International information
- National side: Ireland;

Career statistics
| Competition | First-class | List A |
| Matches | 2 | 1 |
| Runs scored | 0 | 11 |
| Batting average | 0.00 | 11.00 |
| 100s/50s | 0/0 | 0/0 |
| Top score | 6 | 11 |
| Catches/stumpings | 2/– | 0/– |
- Source: CricketArchive, 16 November 2022

= Deryck Harrison =

Irish former cricketer (born 1943)

Deryck William Harrison (3 November 1943 – 20 May 2024) was an Irish cricketer. A right-handed batsman, he played eleven times for the Ireland cricket team between 1978 and 1980, including two first-class matches and one List A match.

==Playing career==

Harrison made his debut for Ireland against Denmark in July 1978 and made his first-class debut against Scotland the following month. His next match was against FW Millett's XI in July 1979, scoring 74 not out in the Irish first innings, his highest score for Ireland.

He continued that year with matches against the MCC, Wales and Worcestershire in addition to a second, and final, first-class match against Scotland. His international career then came to an end in 1980, playing against the MCC, twice against the West Indies before his final game against Middlesex at Lord's, a Gillette Cup match that was his only List A appearance.

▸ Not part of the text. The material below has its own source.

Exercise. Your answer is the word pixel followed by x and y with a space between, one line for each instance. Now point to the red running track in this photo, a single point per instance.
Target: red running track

In relation to the Irish Premier League, Deryck continued to play for Waringstown Cricket Club up until the 1993 season ended.

==Statistics==

In all matches for Ireland, Harrison scored 265 runs at an average of 24.09. He scored two half-centuries.

==Family==

Harrison came from a cricketing family. His brothers Garfield, Jim and Roy all represented Ireland at cricket, as did his brother-in-law Eddie Bushe and his nephew Jonathan Bushe.